Mes progrès s’accélèrent et rapidement, mon petit fort prend de l’ampleur. Des plans pour l’avenir s’esquissent, la peur s’éloigne et mon goût du beau, de la grandiloquence guident l’essence et la forme de mes créations. Avec la roche extraite, j’ai entrepris une annexe plus grande que mon actuel habitat. Plus encore, marchant dans les pas de la mégalomanie humaine condamnée par les instances divines, j’érige ma tour, mon phare, un point de repère nécessaire pour des expéditions de plus en plus lointaines. Sur ses quatre façades, je place des torches en nombre pour que leur faible lueur combinée luise dans le noir. Me rêvant démiurge, mon environnement change. Je le gère, je le maîtrise, je le domestique. Et il m’obéit.

 

Porté par cette fièvre créatrice qui excite mon orgueil, celle-ci ne peut être réalisée qu’en creusant de plus en plus profond dans la terre, mère de mes désirs. Cette descente enthousiaste s’arrête soudain lorsqu’un courant d’air me glace le sang et m’arrête dans mon frénétique labeur où l’on n’entend que le métal frapper la roche. J’avance encore et encore, m’enfonce dans l’obscurité qui compose la matrice de mes futures naissances. Un bruit d’eau s’écoulant entre des roches sombres guide mes coups de pioches pour soudain déboucher en surplomb d’une cavité d’une grandeur et d’une complexité qui me tord l’estomac.

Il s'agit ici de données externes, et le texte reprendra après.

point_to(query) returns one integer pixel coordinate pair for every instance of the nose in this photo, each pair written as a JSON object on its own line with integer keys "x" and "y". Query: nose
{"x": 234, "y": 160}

Un espace naturel grandiose et anonyme, perdu dans les confins de la terre se présente à moi. Je me retourne un instant, regarde mon escalier titanesque se perdre dans une perspective m’hypnotisant, où le point de fuite n’est même plus le point du jour, si loin. Je réalise, au fond de mon forage, ma petitesse, moi qui construis de si monumentaux bâtiments. J’explore l’endroit sans méthode, indécis. Je déambule, avec l’impression de tituber, pris par le vertige des profondeurs. Je me sens impuissant à maîtriser tout cette espace qui m’environne, ces gisements de différents métaux qui s’offrent à moi, ces torrents d’eaux qui circulent en formant une grande rivière, ces improbables architectures rocheuses dont résultent des ponts dangereux. Je fiche sur les parois et sur le sol mes quelques torches en réserve, mais semblent impuissantes devant l’écrasante voûte noire. L’obscurité se répand et m’enveloppe d’un linceul. D’alcôves surgissent des pas lourds et maladroits, suivis de râles avides. Je me sens vulnérable, je scrute le néant, une épée en main. Loin de mes terres matées par ma volonté, me voici en face de mon ambition prête à me dévorer aux portes de l’enfer. Un désir de repentir étreint mon cœur qui s’affole. Comme un enfant, le noir me fait peur, à nouveau.